Published on Rhodes College: Rhodes Handbook (

IV. Faculty Contracts

A. Types of Contracts. At the time of initial appointment, and, for continuing Faculty on or about March 15 of each year, each officer of instruction will be provided with a written contract of employment for the following academic session. The service year for Faculty is normally defined as the period from the first Faculty meeting before the opening of the fall semester through the Monday following commencement in the subsequent spring semester. However, in programs with required summer enrollment, faculty may be hired on 12-month contracts. This contract will specify rank and salary, the nature of the contract and any special terms and conditions of employment. Rhodes has three types of contracts with officers of instruction. They are:

1. Term Contract. This type of contract is made on an annual basis, or on an academic term basis, or on a contingent basis (for example, contingent upon a sufficient number of students enrolling for a proposed course). Beyond the limits set in the document, there is no assumption of further employment. All part-time and nontenure track officers of instruction receive term contracts. Officers of instruction on term contracts and Distinguished Service professors may serve for more than seven years without the granting of tenure.

2. Probationary Contract. This type of contract is made on an annual basis and is a tenure-track appointment in a particular department. An officer of instruction may not work more than seven years under such contracts unless by mutual agreement between the College and the Faculty member the normal progress towards a review for tenure is interrupted.

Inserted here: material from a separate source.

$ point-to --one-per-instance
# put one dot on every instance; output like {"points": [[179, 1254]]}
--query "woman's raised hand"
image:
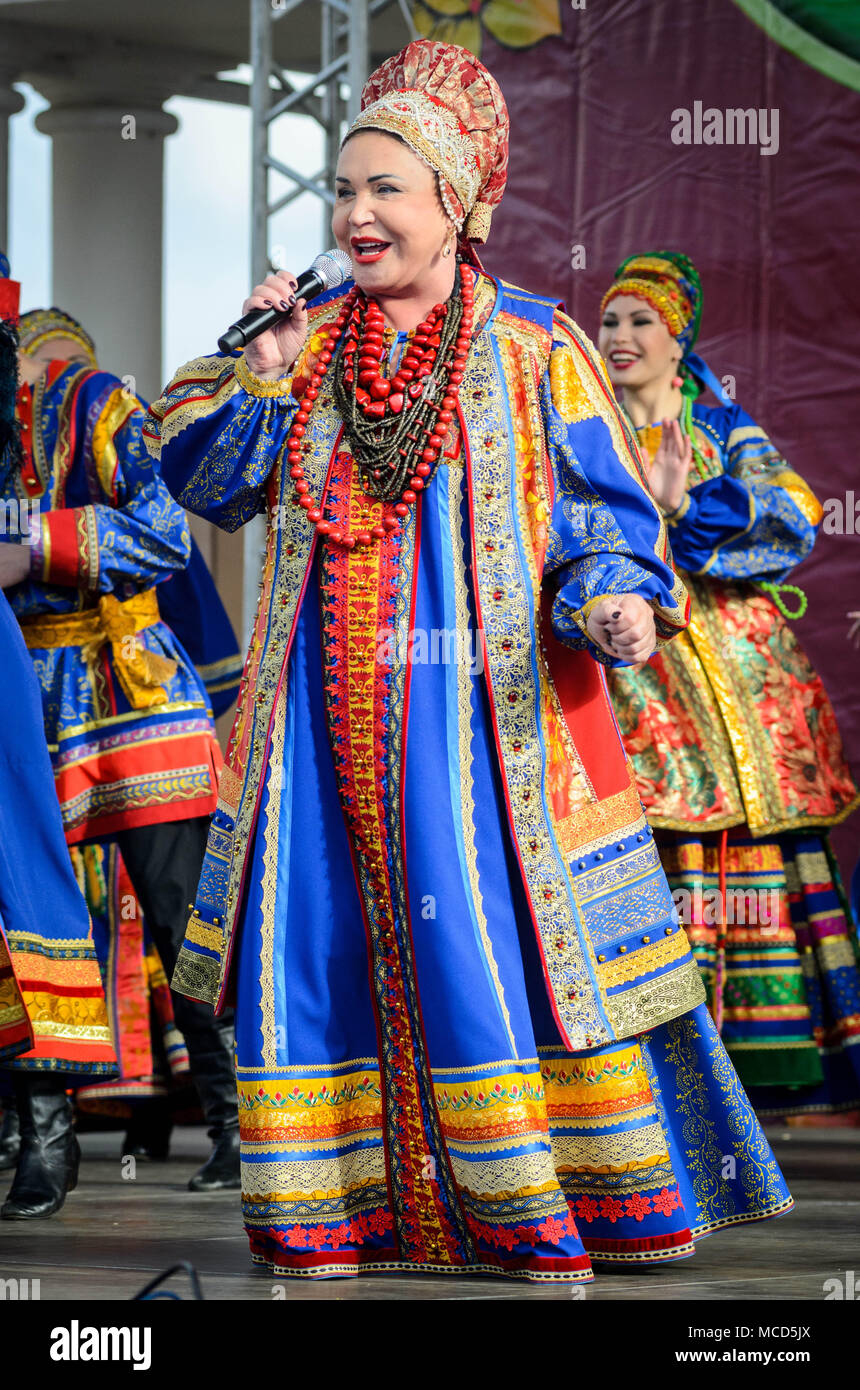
{"points": [[274, 352], [670, 466], [624, 628]]}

Those full-time officers of instruction who do not have the Ph.D. or appropriate terminal degree may not work for more than two years under such contracts. (Exceptions can be made in rare cases, which the President must be prepared to defend before the Board of Trustees.) The College is under no obligation to renew probationary appointments nor does it guarantee that a tenurable position will be available at the time a probationary Faculty member is considered for tenure. (See Section X, Non-Reappointment.)

3. Contract With Tenure. Appointments with tenure are made in a particular department. Faculty holding tenure receive a contract each year which reflects changes in rank, salary, special terms, or in the provisions of “The Statement of Policies and Procedures in Regard to Faculty.” Tenure contracts can be abrogated in circumstances described in Section XII.

B. Faculty Salary. Rhodes does not follow a binding formula either in negotiating initial salaries or in granting increments.

Salary recommendations are formulated by the Vice President for Academic Affairs in consultation with department chairs and made to the President. Salary increments awarded by the President are reflected in each year’s contract letters. Salary adjustments may be made to recognize merit, as part of a general salary increase, to remove inequities, or to recognize promotion in rank. The Vice President for Academic Affairs shall offer any Faculty member who requests it an explanation of the basis on which his or her salary increment, or lack of it, was determined.

Remuneration of part-time Faculty will generally be determined based on the number of four-credit courses or equivalents being taught and the academic qualifications of the faculty member. As full-time Faculty remuneration rises, the normal rate for teaching a four-credit course on a part-time basis may be adjusted.

Ordinarily, salary levels of tenured Faculty members will not be individually reduced, except for cases described elsewhere herein. However, in the event of financial exigency, general reduction of salaries or the reduction of some but not all salaries may be necessary.

C. Merit Salary Increments. Annual evaluation of each continuing Faculty member may lead to a salary increment that recognizes teaching, research and/or creative activities, and/or service. The evaluation system described in Section VIII recognizes five levels of performance. In general, consideration for a merit increase will require a minimum ranking of “excellent” in all these areas. (A discussion of these ratings is given in Section VIII.)

The relative weight assigned each area for purposes of merit salary adjustment is 40% for teaching, 35% for research and/or creative activities, and 25% for service.

D. Fringe Benefits. The College provides a retirement plan to which the College contributes. A Faculty member’s equity in this plan is fully vested in the Faculty member. Other benefits such as medical, life and disability insurance, and tuition benefits are established by the Board of Trustees on the recommendation of the President. (See the College Handbook for a description of current benefits.)

E. Salary Retrenchment. If there is a significant unfavorable deviation from the annual budget of the College in any given year, as determined by the President, the President may announce a state of retrenchment and initiate a new budgeting process to produce a balanced budget. The new budget will go through all the steps of the regular annual budget building process to allow adequate opportunity for input from all segments of the College community. Under such circumstances, a general reduction of salaries or the reduction of some but not all salaries may be necessary.